STEM students should include a description of projects they participated in while in school. When writing the descriptions make sure to include specific laboratory equipments used, as well as processes and outcomes from these projects.
Make sure to also include any project work you were involved with where you worked in a team or with a professor.
For many STEM students their first experience in a field is conducting research. This research is a great opportunity to gain practical experience and provides great content for a resume. STEM resumes should include information on any partnership with faculty on specific research. Content for the resume should include research experiments, on or off-campus, poster presentations, grant writing support, and /or research methodologies.
STEM coursework contains a strong base of knowledge and a wide range of versatile, transferable skills. For many students early in their career this knowledge is demonstrated in coursework, and transferable skills are demonstrated with experience in summer jobs and internships. Many may feel that these types of jobs do not have any relevance to the position which the candidate is applying for, but the knowledge gained is very relevant. Coursework, volunteer work, or job shadowing and research with a professor can demonstrate interest in the position and the field of work.
All STEM students considering furthering their education in graduate school should participate in academic fellowships during summer breaks. These fellowships provide hands-on work experience and also serve as great resume builders, separating themselves from other candidates. Many research fellowships are open to all college students including freshman. To remain competitive, college students must have strong STEM resumes with evidence of research, project, internships, co-ops, and academic fellowships.
Internships and Coops
STEM resumes must include internship and co-op experience. For STEM majors this experience could provide the competitive advantage needed over another student. Hiring managers want to see that STEM majors are not only interested in college coursework, but have also been involved in the practical applications of their studies.
Tone of Resume
Writing a STEM resume is different than a resume for other careers.
Length Matters: It is acceptable for a STEM resume to be 1 page. It is not necessary to write wordy paragraphs to describe every task performed on a job. Summarizing the work provides enough detail to the hiring manager. More detail can be provided during the interview.
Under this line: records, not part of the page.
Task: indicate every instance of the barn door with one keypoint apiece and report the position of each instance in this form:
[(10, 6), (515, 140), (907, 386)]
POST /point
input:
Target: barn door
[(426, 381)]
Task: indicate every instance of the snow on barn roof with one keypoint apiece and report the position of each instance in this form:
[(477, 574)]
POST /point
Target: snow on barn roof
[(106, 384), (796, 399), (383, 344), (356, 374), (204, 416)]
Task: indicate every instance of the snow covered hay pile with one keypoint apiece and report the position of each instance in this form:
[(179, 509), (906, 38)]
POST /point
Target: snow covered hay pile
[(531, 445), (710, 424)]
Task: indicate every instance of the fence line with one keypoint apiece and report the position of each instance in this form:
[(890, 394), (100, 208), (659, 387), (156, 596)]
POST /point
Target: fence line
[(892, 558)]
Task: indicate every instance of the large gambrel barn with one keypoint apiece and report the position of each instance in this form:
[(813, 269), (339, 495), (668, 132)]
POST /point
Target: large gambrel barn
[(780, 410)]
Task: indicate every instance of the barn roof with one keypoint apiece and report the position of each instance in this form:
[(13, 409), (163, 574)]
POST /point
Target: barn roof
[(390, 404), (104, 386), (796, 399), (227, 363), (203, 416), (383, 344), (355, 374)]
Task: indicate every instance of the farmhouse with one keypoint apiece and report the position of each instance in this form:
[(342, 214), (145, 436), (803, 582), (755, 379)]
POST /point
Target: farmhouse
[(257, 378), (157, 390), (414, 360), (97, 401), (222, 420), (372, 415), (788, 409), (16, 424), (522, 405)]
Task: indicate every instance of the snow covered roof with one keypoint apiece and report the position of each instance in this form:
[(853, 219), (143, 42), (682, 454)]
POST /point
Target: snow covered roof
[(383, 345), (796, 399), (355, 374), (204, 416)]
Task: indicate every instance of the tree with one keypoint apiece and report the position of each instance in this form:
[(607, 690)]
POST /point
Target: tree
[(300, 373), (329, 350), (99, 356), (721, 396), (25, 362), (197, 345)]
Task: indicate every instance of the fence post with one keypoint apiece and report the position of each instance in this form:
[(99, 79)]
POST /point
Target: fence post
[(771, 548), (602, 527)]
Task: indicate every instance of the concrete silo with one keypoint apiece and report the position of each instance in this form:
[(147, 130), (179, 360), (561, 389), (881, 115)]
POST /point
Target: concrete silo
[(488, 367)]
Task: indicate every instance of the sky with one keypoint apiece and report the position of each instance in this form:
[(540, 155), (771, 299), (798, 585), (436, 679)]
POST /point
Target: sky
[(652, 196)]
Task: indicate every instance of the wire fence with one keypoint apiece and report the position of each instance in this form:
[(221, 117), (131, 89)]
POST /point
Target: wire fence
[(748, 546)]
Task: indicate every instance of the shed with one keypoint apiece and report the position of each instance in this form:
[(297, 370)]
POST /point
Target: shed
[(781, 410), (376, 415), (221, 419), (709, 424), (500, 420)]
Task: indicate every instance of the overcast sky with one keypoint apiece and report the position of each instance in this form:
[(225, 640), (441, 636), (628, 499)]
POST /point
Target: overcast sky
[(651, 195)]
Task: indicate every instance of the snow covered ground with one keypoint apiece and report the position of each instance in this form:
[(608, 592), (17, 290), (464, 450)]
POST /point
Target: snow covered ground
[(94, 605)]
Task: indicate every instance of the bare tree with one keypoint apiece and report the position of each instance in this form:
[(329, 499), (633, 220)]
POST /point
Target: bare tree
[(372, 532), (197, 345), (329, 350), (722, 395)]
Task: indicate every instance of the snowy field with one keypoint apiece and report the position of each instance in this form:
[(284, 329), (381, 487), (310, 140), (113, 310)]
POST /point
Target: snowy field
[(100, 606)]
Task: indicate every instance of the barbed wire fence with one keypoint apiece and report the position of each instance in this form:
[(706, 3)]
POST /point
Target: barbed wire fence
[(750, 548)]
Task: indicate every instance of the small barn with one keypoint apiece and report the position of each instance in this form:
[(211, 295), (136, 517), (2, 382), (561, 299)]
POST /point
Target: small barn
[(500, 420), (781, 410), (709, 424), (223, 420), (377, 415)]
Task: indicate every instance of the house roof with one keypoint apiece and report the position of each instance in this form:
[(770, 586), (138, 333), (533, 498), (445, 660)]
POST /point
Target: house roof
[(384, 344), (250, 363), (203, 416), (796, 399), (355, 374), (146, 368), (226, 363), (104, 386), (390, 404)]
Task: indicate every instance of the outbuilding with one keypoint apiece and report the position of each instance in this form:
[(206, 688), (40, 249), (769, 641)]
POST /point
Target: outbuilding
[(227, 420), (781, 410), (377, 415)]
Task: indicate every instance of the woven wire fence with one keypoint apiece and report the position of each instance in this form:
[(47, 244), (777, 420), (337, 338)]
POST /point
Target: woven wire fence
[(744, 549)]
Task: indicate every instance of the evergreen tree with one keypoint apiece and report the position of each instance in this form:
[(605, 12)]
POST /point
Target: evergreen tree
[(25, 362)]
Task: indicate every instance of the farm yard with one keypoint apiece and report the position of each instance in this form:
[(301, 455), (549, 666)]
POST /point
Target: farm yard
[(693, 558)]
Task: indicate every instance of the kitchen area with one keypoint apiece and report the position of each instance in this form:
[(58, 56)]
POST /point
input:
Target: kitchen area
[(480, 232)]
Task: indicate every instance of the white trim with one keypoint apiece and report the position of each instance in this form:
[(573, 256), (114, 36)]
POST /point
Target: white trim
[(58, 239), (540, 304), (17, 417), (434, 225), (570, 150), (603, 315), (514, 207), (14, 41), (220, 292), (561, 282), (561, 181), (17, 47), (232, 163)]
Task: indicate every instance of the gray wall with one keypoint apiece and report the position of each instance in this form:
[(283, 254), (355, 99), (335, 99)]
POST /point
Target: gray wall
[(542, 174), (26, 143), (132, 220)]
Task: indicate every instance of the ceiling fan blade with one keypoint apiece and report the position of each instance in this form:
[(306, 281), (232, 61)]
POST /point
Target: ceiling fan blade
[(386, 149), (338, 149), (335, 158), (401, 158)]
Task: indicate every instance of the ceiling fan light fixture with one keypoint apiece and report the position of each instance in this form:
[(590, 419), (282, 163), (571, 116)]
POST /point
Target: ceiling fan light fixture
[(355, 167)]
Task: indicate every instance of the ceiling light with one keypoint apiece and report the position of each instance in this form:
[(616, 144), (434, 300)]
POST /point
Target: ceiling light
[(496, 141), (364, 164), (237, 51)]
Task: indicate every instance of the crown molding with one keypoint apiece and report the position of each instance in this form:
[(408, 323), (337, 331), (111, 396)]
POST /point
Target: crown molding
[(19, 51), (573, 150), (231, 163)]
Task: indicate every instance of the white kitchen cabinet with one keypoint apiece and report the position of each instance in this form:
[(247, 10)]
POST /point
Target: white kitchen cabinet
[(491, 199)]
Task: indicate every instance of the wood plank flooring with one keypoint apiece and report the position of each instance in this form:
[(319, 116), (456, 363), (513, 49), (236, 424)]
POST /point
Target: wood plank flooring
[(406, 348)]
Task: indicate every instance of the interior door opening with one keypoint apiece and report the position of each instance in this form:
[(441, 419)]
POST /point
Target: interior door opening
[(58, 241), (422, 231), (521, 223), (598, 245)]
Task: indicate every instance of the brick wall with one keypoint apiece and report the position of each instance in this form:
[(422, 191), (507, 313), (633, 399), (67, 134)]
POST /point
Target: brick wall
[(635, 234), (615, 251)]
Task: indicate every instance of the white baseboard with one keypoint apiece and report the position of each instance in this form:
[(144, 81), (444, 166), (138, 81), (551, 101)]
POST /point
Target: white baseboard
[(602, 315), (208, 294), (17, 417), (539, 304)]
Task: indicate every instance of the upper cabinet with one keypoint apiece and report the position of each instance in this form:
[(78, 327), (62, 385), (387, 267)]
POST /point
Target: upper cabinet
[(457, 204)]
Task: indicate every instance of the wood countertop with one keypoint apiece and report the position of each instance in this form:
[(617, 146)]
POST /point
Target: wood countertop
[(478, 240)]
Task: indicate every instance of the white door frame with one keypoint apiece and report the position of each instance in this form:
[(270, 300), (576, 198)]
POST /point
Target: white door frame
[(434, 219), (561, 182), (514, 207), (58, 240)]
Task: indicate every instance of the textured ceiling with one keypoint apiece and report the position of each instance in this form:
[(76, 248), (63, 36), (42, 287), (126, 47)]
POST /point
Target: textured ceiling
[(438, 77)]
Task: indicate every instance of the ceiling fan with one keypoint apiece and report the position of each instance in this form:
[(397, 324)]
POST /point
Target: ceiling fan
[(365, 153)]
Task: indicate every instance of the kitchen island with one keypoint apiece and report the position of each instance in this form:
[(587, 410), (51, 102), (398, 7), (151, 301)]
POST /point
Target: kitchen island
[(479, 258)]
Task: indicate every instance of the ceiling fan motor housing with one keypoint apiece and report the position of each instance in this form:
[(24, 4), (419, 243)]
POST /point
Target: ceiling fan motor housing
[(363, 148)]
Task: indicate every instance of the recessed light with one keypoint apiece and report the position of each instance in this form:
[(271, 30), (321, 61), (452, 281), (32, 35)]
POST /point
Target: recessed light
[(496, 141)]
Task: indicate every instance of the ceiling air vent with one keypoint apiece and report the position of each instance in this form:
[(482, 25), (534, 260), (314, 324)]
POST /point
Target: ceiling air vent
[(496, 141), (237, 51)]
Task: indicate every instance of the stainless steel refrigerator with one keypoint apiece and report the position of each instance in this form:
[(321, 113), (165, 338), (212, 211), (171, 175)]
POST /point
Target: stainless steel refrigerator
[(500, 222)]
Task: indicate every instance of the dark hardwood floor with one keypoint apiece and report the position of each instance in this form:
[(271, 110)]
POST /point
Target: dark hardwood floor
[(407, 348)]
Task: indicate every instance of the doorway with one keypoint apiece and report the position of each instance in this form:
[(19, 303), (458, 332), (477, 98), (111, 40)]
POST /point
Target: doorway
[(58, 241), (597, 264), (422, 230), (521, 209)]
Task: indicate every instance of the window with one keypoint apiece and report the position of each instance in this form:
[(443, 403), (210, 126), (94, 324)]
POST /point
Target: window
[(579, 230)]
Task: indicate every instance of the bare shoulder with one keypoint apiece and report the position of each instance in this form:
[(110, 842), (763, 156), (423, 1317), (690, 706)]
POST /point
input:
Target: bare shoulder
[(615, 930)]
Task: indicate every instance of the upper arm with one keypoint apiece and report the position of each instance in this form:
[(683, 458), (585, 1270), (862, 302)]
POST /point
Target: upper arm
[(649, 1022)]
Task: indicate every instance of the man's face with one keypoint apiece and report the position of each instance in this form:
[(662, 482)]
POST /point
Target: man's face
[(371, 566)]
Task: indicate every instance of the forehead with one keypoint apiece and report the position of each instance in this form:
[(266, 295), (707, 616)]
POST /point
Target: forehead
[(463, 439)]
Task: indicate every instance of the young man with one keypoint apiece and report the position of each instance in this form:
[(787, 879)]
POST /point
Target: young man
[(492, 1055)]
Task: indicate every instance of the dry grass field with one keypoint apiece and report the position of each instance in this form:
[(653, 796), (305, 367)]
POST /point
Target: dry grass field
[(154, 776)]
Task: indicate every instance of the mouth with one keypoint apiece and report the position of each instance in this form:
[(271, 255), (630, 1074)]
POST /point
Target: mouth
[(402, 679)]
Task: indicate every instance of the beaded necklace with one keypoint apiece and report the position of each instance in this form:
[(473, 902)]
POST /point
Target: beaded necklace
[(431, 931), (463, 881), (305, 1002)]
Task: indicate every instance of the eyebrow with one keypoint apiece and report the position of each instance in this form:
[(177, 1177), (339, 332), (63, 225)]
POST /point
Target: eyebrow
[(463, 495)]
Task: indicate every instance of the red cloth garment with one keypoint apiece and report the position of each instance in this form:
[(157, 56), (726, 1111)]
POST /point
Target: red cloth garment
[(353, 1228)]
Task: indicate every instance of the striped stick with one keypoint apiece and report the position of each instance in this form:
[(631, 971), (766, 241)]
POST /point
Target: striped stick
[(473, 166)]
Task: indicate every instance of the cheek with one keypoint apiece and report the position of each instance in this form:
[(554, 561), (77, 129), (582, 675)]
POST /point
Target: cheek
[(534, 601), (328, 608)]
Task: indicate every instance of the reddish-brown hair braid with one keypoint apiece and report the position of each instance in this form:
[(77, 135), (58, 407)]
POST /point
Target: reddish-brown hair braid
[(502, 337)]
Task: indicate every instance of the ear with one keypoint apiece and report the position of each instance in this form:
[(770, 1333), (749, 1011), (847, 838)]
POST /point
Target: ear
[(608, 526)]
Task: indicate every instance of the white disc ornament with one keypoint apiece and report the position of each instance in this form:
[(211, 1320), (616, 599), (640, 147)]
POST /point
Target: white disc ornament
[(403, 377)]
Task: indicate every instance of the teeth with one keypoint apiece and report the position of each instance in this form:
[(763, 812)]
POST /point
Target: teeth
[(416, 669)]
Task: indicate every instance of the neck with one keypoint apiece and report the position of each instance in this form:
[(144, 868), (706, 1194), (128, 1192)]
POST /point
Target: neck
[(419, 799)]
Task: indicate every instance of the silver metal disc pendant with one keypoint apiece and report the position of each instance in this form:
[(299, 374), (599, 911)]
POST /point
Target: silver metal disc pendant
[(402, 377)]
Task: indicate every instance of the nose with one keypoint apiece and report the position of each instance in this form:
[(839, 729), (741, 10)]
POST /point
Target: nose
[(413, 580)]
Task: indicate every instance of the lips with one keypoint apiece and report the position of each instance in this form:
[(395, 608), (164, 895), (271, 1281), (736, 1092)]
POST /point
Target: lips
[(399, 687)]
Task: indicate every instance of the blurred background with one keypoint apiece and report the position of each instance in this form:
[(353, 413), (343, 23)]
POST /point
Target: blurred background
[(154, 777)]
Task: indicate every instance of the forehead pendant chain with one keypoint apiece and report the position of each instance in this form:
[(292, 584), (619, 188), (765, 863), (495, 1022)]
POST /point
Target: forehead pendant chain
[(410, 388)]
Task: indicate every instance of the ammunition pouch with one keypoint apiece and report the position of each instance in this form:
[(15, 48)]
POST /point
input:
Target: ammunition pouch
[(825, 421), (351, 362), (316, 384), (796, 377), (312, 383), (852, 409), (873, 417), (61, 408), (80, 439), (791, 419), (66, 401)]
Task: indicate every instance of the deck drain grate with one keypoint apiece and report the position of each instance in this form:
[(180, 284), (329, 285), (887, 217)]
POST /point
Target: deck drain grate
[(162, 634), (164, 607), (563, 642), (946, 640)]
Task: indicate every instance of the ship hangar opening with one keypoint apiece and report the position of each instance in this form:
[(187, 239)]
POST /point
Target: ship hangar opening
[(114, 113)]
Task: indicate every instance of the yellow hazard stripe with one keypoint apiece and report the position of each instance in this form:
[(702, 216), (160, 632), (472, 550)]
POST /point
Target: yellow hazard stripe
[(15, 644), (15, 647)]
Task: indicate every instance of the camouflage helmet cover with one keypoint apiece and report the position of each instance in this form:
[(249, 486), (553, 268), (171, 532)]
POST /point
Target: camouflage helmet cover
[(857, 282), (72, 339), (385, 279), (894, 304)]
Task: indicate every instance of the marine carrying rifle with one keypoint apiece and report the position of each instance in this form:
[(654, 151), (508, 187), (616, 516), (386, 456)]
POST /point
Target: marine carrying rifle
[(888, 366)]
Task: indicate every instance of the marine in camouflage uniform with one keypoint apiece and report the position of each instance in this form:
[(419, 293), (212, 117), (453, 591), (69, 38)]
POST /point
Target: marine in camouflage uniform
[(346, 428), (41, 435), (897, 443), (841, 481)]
Present Facts: Provide the facts in a bullet list. This allows the reader to quickly understand what was accomplished in each position. Providing more details with fewer words offers less distraction in the resume.
Verb Statements: Use strong verb statements that summarize the work performed.
Your resume is the first opportunity to demonstrate your experience as well as ability to communicate effectively. Exemplary work experience, demonstrated work ethic, and consistency of interest can make an excellent resume stand out from the crowd. But even the most interesting and qualified candidate can sabotage his/her application with poor proofreading skills. Careful attention to detail will be essential in any STEM job, post-grad program, internship, or fellowship.
When crafting your next resume, get to the point quickly. Highlight what you have accomplished in active verb-based sentences and move onto the next position. These tips will get you to the interview where you can discuss what you have to offer in more detail.